There have been at least 15 aftershocks so far that have been measured at magnitude 4.5 and above. Severe weather in the Himalayas with rain, wind and thunderstorms are also hampering rescue efforts. It has been impossible to reach outlying areas, many of which are located in mountainous terrain.

Kathmandu’s airport was shut down after the quake, and communications from outlying towns are generally poor. “One report, however, from nearby Lalitpur indicates that while damage was considerable, most buildings remain standing,” AIR said.

According to AIR, the “earthquake occurred on the Main Himalaya thrust fault zone (MHT) along the plate boundary zone between India and Eurasia plate. The Main Himalaya thrust fault zone is a 2500 kms [1553.5 miles] long active thrust fault zone that absorbs about half of the 4.5 cm [app. 1 3/4 inches] per year convergence between the India – Eurasia collision zone.

“The seismic activity along the main Himalaya fault zone is very active in the known history with at least 4 earthquakes larger than 7.5 occurred since 1900, including the 1934 M8.1, the 1952 M8.6 Assam earthquake in the eastern segments, and the most recent – the M7.6 Kashmir earthquake in the western segment of MHT that resulted more than 46,000 deaths in 2005.

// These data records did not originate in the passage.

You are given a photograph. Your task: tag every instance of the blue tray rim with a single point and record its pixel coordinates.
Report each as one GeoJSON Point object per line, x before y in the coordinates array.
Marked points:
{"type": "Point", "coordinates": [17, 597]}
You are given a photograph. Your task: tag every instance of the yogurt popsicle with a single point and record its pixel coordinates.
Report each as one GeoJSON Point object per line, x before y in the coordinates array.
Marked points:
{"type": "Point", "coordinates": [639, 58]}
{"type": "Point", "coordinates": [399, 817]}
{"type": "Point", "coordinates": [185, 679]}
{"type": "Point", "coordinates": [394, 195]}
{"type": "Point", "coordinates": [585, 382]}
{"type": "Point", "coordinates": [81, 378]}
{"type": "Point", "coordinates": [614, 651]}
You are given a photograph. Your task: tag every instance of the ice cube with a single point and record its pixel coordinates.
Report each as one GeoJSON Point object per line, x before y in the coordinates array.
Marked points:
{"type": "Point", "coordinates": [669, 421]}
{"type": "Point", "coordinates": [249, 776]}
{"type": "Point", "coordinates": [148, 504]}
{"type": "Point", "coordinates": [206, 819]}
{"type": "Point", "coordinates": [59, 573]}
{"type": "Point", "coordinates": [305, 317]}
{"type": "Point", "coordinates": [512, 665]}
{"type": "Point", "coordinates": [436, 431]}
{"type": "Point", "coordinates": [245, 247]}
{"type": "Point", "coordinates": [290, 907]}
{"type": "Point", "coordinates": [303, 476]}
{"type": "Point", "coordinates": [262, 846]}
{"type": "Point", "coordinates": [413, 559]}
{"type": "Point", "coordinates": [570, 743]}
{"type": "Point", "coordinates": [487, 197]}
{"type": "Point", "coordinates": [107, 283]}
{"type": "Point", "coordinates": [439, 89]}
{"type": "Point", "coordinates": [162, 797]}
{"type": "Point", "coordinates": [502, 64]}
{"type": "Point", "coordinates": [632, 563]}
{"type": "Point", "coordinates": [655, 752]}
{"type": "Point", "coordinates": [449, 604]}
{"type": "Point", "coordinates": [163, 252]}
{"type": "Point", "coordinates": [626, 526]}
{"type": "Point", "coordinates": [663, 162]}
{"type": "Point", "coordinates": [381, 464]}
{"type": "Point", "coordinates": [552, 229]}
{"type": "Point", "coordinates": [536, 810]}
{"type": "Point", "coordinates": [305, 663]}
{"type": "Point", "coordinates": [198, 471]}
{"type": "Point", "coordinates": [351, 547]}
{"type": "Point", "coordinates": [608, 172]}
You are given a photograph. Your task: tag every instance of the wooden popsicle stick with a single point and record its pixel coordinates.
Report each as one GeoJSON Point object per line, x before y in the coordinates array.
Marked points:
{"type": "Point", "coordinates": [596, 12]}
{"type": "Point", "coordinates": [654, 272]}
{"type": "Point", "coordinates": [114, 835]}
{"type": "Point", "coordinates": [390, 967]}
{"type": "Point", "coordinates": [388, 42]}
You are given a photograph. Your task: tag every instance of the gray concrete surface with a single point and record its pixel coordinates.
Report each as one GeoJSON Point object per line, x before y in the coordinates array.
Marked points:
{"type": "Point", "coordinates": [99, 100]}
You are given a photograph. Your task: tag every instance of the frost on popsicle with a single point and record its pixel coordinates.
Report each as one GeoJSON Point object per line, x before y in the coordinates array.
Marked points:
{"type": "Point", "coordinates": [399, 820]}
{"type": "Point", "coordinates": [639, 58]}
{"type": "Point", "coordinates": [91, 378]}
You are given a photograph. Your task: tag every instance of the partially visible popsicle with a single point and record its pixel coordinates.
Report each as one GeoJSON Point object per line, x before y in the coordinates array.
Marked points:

This most recent earthquake “occurred along the central segment of MHT in central Nepal, the seismically most active fault segment of MHT,” AIR’s report continued. “The epicenter is located just west of the 1934 earthquake, which was one of the largest historic earthquakes in central MHT. The segment west of the 1934 rupture in western Nepal was probably ruptured in the large earthquakes (M8.1) in 1505 and 1833. Today’s earthquake could have ruptured in the segment between the 1905 and 1934. Another larger earthquake in 1833 probably also occurred in this 800 km long central segment of MHT, however locations of both 1505 and 1833 are quite uncertain. Therefore today’s rupture could have occurred on the fault that ruptured in 1505 or 1833.

“The repeat occurrence of large earthquakes along MHT indicates that the MHT is nearly fully locked. Since the location of the 1505 and 1833 earthquake are both poorly known, today’s earthquake could represent a repeat of either earthquake. The segment ruptured in 1505 could have accumulated more than 10 meters of slip, large enough to generate an earthquake as large as today’s earthquake. Even the segment ruptured in 1833 could have accumulated enough energy for a large magnitude earthquake.”

According to AIR, the west segment of MHT from west of Nepal to the western Himalaya syntax has been historically very quiet with only one earthquake in 1905. The accumulated energy in the western segment of MHT is sufficient to general earthquakes larger than 8. The 2005 Kashmir earthquake released only a very small portion of the accumulated energy.”